Background technology
The sour soil ring grease genus bacillus (Alicyclobacillusacidoterrestris) that contains in the apple condensed juice, it is a member of cyclic fatty acid bacillus (Alicyclobacillus), be commonly called as thermoduric bacteria, be a kind of thermophilic, have a liking for the bacterium of acid, its gemma can stand the pasteurization processes under the acidic conditions and survive, under optimum conditions, when thermoduric bacteria is bred in fruit juice in a large number, do not produce gas, do not change the pH value of fruit juice, but can produce the special odor compound, also make fruit juice produce slight precipitation or vaporific muddiness sometimes, the fruit juice organoleptic quality is had a significant impact.Although thermoduric bacteria and not pathogenic does not produce toxin yet, the bad change of fruit juice sensory properties that it causes, even cause the fruit juice corruption, completely destroy the consumption and the commodity value of fruit juice.So, very tight in the international trade to the thermoduric bacteria content requirement in the apple condensed juice, thermoduric bacteria is the essential items for inspection of apple condensed juice product, also usually becomes the technology barriers in the apple condensed juice trade, thereby has proposed new challenge for the production of apple condensed juice, trade and commodity inspection.

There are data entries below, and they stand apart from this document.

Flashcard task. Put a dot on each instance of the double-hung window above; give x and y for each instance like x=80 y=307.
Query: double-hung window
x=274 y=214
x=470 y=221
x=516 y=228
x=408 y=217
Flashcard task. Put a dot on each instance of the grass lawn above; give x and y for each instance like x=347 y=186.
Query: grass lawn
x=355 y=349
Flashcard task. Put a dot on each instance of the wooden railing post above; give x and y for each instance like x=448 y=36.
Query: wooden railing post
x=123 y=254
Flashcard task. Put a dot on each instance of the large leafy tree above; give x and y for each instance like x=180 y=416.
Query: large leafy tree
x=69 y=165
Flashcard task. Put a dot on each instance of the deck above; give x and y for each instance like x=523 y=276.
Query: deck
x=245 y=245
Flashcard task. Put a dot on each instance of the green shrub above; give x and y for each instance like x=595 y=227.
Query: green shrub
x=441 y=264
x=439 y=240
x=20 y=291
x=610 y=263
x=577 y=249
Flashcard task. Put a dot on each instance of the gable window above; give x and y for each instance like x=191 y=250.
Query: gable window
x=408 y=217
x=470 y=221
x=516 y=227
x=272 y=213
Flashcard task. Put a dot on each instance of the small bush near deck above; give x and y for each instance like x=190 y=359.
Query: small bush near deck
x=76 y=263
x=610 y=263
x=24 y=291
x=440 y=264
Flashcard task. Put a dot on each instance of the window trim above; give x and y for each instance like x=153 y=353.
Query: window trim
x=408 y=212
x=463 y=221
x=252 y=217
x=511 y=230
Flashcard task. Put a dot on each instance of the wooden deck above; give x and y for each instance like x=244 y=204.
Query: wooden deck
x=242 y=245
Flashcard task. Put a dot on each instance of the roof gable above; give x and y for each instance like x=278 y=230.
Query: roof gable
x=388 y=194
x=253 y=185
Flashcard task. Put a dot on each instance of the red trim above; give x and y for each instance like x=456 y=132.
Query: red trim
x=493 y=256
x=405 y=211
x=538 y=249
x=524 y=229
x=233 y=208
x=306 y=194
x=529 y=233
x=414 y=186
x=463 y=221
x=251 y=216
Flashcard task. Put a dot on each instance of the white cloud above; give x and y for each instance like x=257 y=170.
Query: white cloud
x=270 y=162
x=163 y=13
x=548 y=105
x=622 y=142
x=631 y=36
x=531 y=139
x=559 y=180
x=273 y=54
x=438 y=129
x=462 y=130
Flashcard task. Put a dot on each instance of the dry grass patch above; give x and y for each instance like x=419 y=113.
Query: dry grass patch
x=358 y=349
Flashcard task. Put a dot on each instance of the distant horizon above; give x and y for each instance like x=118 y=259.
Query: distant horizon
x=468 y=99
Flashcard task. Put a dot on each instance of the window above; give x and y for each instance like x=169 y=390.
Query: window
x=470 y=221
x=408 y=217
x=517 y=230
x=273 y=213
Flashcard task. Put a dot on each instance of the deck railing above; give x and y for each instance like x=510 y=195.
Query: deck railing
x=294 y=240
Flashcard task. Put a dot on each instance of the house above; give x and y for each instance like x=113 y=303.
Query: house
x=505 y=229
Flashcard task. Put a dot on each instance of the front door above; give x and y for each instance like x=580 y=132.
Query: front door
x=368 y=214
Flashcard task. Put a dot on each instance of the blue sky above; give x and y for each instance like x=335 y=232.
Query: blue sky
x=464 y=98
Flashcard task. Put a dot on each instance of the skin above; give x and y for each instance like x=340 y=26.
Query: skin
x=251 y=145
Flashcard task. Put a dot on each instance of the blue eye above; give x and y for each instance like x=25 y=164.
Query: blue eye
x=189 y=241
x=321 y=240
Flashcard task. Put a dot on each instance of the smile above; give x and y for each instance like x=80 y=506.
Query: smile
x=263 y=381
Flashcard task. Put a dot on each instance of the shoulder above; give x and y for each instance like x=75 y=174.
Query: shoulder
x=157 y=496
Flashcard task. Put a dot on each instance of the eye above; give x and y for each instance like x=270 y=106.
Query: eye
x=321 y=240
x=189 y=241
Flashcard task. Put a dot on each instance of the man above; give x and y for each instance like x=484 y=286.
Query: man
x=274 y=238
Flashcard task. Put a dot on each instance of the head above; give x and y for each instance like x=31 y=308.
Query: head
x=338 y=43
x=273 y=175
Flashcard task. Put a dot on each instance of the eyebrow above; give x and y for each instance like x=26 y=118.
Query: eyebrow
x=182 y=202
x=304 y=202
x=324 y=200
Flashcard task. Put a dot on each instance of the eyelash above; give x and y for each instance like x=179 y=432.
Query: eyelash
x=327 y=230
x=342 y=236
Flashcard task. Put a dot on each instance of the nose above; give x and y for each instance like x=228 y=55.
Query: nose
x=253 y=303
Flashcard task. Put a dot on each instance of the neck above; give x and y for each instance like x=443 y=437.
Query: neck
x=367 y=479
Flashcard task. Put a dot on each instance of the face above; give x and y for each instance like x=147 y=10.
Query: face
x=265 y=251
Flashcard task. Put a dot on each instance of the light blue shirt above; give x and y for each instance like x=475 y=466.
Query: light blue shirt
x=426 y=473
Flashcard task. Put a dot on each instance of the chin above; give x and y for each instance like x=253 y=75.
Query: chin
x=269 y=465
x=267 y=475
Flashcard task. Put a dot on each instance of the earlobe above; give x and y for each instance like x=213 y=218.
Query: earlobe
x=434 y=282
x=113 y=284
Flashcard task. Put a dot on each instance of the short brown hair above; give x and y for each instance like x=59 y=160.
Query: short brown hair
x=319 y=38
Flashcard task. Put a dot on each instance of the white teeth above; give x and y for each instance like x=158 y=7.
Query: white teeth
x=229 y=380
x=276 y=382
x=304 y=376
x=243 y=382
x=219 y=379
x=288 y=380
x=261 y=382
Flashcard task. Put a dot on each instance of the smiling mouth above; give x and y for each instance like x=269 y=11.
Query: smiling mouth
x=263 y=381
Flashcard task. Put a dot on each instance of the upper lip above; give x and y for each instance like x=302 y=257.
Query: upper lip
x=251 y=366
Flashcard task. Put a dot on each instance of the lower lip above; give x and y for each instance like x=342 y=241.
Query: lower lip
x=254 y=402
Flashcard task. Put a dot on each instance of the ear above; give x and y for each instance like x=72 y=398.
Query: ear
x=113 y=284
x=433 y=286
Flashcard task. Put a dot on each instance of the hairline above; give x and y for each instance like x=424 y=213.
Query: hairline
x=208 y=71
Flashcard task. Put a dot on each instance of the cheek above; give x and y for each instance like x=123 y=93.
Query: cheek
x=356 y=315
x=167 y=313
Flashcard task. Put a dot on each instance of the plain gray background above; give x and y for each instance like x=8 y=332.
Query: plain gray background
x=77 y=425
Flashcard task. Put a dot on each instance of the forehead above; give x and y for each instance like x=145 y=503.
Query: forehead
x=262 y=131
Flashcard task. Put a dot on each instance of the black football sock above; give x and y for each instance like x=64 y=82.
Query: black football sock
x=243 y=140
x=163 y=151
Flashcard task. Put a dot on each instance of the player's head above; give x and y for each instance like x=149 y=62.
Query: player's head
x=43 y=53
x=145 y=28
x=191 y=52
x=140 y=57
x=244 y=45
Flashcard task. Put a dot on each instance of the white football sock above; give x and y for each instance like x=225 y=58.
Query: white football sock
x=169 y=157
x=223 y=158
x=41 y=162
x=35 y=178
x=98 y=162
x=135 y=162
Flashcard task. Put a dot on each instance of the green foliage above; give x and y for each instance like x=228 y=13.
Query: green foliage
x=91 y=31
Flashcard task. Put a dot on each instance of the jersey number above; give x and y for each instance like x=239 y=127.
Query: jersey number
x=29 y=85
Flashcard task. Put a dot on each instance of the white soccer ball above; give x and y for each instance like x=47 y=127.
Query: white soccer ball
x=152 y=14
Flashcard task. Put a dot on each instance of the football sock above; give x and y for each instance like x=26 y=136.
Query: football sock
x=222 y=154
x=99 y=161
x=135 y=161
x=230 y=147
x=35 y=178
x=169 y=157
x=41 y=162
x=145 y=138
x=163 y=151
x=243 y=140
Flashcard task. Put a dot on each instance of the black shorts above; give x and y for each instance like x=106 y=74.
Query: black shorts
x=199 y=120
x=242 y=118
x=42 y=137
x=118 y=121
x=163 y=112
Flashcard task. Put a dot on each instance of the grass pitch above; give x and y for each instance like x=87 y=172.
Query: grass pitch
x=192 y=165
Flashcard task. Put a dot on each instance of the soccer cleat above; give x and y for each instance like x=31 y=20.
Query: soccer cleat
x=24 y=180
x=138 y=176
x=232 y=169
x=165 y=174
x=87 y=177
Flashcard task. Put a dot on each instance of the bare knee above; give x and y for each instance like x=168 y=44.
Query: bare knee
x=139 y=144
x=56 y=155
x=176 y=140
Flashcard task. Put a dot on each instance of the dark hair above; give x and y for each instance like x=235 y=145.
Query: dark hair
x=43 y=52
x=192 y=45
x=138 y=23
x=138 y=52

China's apple annual production occupies the first in the world, the apple condensed juice production development is rapid, turnout and export volume all rank first in the world, China's apple condensed juice working ability was for per hour handling 1500~2000 tons of fresh fruit amounts in 2002, product enters the world market more than 85%, about 300,000 tons of annual export volumes, export goods and earn foreign currency 1.5 hundred million dollars.Yet thermoduric bacteria content severe overweight usually in China's apple condensed juice because of the thermoduric bacteria economy and trade dispute that causes that exceeds standard happens occasionally, has had a strong impact on the foreign exchange earning of China's apple condensed juice, thereby has brought enormous economic loss for the apple industry in foreign trade.Having exceeded standard of thermoduric bacteria into a bottleneck of China's apple condensed juice quality safety.One of key that addresses this problem is that quick, special, sensitive detection technique means will be arranged, so that in time feed back to production line, implements effectively control, to guarantee quality product and safety.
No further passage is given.